What about the causes? This is where the real issues for Africa lie. Ever heard of giving with one hand and taking with the other? Net movement = zero

Paddy Carter

curious,

my point was to ask whether measuring aid as a proportion of nation income is misleading. Your response that "as a share of national income the portion ... is not worth mentioning" rather illustrates my point.

This is not an argument against giving generously, just an argument that the issue is (/might be) commonly mischaracterised.
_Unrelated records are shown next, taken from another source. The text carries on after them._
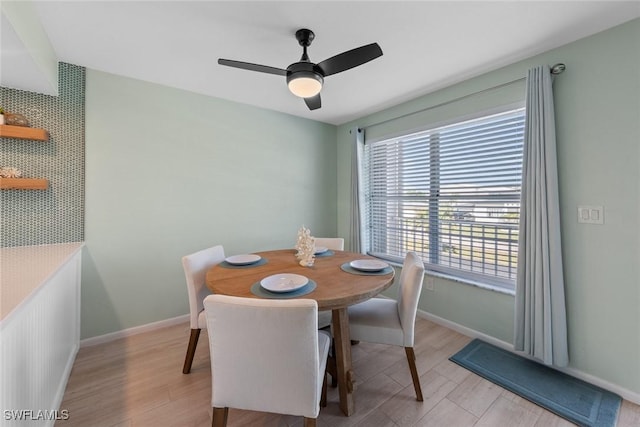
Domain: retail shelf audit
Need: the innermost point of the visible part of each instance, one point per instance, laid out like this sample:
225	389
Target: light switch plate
591	214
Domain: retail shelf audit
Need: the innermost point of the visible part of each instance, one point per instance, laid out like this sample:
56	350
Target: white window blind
452	194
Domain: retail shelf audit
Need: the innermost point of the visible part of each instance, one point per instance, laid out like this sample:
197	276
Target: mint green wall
598	137
170	172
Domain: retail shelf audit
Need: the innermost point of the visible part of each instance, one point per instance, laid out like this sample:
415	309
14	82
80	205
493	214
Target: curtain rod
555	70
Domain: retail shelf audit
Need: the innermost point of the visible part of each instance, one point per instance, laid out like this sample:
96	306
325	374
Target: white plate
368	265
284	282
243	259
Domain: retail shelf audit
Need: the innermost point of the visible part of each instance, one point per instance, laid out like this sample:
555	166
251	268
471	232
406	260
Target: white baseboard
133	331
614	388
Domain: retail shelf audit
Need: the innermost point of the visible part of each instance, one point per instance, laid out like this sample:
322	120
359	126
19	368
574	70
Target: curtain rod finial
558	68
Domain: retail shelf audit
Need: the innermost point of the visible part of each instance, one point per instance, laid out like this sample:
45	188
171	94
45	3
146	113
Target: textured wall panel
55	215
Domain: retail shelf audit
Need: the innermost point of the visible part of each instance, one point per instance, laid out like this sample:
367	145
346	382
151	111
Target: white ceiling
427	45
As for the notion that the cause of poverty in Africa, the real issue, is the West giving with one hand and taking with the other ... well I think you need to expand on that.

jayann

"This doesn’t justify redistributing less to foreigners than to Britons for two reasons. First, because there’s also some evidence that redistribution within the UK – at least in the forms it has taken – doesn’t work."

the "some evidence" being this:

"Great Ormonde Street Hospital, since it caters to children, is a major recipient of charitable funds. My own father left money to it in his will. But this same hospital has closed beds - putting capacity into mothballs."

I think you need to do better than that!

Not, I add, that I want to argue we necessarily have greater obligations to fellow-citizens or neighbours than to people we've never heard of, in countries we know virtually nothing about. I became my mother's carer rather than a carer for an old, ill, woman in Africa for obvious reasons of proximity and social expectation. Still, I might say (and I think I would) that an additional factor, that does have moral purchase, was her bearing and rearing of, and caring for, me. I owed her in a way that I do not directly owe a mother in Botswana. Am I deluding myself when I say this? I, like jez, tend to agree with Bob Goodin on points like this -- and I agree with you, jez, Africa has given us much -- so, I am not sure.

Rob

Just to be fussy, I think Dworkin thinks that his metric of equality applies only within states, that we have special obligations to whomsoever we share a polity with. I've certainly never come across anything he's said about global justice.